Saturday 25 April 2015

A student and a tutor

An attractive female student went to see her tutor about a course she was struggling with. She knocked on the door, and he answered.

"Dr Smith, I really need to pass your course, and I would do anything ..... anything whatsoever ...... to pass."

Now you probably think you know where this is going. Of course I am going somewhere different.

Dr Smith looked at her, noted that Lucy was both attractive and moderately intelligent, but who had been enjoying university life rather too much, and not doing as well as she should have been in her course work.

"Lucy," he said. "I have 4 pieces of advice for you. Firstly, never offer anything unless you know precisely what it is that you are offering. Secondly, most things in life that you work for are better than those handed to you on a plate. And thirdly, don't be a cliche. Now get out."

She left his office quickly, and was almost at the coffee shop when she realised that he hadn't made sense. She was just about to return and ask him about it, when the answer hit her - she was reasonably clever after all. As she realised, she got a coffee from the shop, and returned to her room to study.
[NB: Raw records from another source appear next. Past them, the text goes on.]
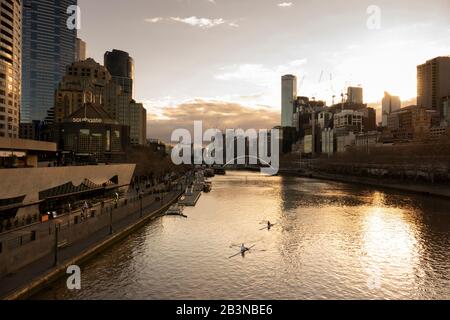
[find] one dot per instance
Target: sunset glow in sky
(235, 51)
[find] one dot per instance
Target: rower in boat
(244, 249)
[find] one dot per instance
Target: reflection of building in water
(90, 133)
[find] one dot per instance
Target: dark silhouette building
(121, 66)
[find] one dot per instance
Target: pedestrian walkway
(44, 265)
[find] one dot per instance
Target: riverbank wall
(409, 186)
(75, 243)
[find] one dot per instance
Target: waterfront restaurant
(19, 153)
(90, 135)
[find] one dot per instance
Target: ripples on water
(331, 241)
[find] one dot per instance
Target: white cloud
(285, 4)
(204, 23)
(154, 20)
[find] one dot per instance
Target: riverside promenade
(80, 242)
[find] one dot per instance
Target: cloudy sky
(222, 60)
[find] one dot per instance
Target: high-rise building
(88, 82)
(10, 67)
(48, 48)
(85, 82)
(135, 116)
(81, 50)
(288, 100)
(389, 104)
(433, 83)
(121, 66)
(355, 95)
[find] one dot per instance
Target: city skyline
(185, 51)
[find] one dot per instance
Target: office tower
(121, 67)
(88, 82)
(85, 82)
(134, 115)
(48, 48)
(288, 99)
(10, 67)
(433, 83)
(389, 104)
(355, 95)
(81, 50)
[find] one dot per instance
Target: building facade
(433, 83)
(89, 82)
(81, 50)
(355, 95)
(389, 104)
(121, 67)
(48, 47)
(288, 99)
(10, 67)
(90, 134)
(85, 82)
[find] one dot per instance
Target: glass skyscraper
(49, 46)
(10, 64)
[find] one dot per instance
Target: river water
(330, 241)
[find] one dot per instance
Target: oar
(248, 249)
(272, 225)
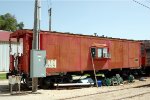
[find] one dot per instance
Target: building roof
(4, 35)
(20, 33)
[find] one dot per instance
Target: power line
(142, 4)
(148, 1)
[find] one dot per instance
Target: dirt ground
(139, 90)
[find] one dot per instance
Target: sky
(111, 18)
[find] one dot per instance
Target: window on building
(100, 51)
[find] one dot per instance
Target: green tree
(8, 22)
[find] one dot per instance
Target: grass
(2, 76)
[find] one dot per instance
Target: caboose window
(100, 51)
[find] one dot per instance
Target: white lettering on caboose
(51, 63)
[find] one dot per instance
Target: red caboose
(72, 53)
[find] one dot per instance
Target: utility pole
(50, 13)
(35, 42)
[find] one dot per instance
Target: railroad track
(133, 96)
(98, 93)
I am sure that you understand this, seeing as all those who read my blog are wise and intelligent people, but I have to explain it because I want to make a point.
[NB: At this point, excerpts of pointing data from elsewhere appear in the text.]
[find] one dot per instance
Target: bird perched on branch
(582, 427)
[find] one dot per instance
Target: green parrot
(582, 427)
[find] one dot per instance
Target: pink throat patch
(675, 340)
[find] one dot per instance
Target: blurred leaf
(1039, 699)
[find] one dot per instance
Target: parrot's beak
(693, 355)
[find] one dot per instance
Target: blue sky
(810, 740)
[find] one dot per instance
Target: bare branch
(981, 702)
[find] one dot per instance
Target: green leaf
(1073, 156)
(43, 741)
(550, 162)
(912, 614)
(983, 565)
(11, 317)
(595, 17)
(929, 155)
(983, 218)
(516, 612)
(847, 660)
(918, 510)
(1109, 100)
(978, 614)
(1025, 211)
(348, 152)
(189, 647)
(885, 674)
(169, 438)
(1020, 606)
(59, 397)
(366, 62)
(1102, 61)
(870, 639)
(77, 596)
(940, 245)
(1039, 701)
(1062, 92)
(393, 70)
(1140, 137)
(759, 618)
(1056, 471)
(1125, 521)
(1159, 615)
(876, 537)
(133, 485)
The core point that Lucy realised is that Dr Smith had only made 3 points explicitly, despite offering 4 pieces of advice. Of course, this was the 4th piece - that people sometimes lie, that you cannot always trust people. So what did this mean in the context? Well, he could have taken advantage of her - or, considering his first piece of advice, insisted she do something highly publicly humiliating - and then not given her the pass she asked for. That was a lesson in itself, but there was more.
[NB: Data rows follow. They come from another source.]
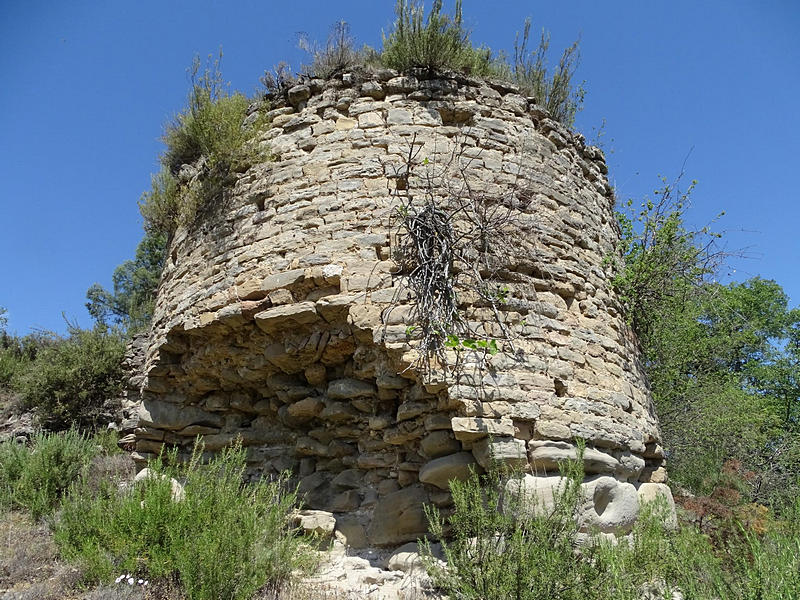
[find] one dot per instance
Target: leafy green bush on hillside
(70, 380)
(224, 540)
(36, 478)
(131, 301)
(504, 547)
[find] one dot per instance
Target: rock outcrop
(285, 319)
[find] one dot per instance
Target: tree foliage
(130, 302)
(722, 359)
(72, 379)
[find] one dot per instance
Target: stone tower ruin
(292, 316)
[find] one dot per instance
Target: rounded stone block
(399, 517)
(441, 471)
(609, 506)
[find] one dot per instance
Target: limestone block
(399, 517)
(346, 501)
(439, 443)
(306, 446)
(345, 123)
(283, 279)
(369, 120)
(532, 495)
(399, 116)
(177, 492)
(315, 522)
(342, 389)
(661, 494)
(299, 93)
(545, 456)
(609, 505)
(440, 471)
(290, 315)
(630, 465)
(305, 409)
(507, 451)
(469, 429)
(165, 415)
(353, 530)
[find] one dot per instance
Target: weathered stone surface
(473, 428)
(439, 443)
(286, 316)
(174, 416)
(349, 388)
(316, 522)
(177, 493)
(307, 408)
(545, 457)
(533, 495)
(661, 496)
(399, 517)
(610, 506)
(440, 471)
(285, 320)
(504, 451)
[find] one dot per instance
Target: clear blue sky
(87, 85)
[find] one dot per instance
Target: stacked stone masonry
(282, 320)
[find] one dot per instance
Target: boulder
(531, 495)
(659, 493)
(399, 517)
(545, 456)
(177, 492)
(439, 443)
(440, 471)
(468, 429)
(315, 522)
(506, 451)
(609, 505)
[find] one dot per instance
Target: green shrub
(211, 125)
(211, 128)
(337, 56)
(71, 379)
(557, 93)
(502, 547)
(225, 540)
(439, 43)
(37, 478)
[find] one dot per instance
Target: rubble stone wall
(283, 321)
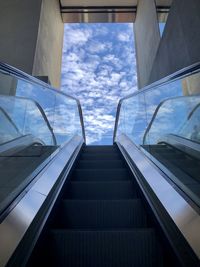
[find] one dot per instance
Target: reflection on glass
(164, 122)
(35, 122)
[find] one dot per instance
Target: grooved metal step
(100, 174)
(101, 214)
(137, 248)
(100, 190)
(97, 164)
The comment about the cliche was a reference to the response you might have expected. It was a pointer to say that the thing she needed to do was actually work. The point is that if he had simply told her this, she would probably have dismissed it, but because she had to work it through, because she had to work to find the answer, she understood it better. That was the real message he wanted to teach her, and she learnt it because she had to work a little bit to get there.

Of course, the story is just made up. We all know that tutors are not that perceptive, and students don't get these sorts of lessons so quickly. Or something. But the point is there - people learn more by doing than by being taught.

I am tempted here to give some examples of how this applies, but I am sure you can all find better examples, more appropriate ones. I am not dismissing book-learning, but I am suggesting that simply reading things in books is not "learning". learning is something you only get if you work for it, fight for it, struggle to get it, understand because you have engaged with it. I am currently working for my advanced driving test, and I realise that many of the things I have learnt in some 30 years of driving have been learnt the hard way. But it means that I am now a better driver, having learnt not from someone teaching me, but from my own experience.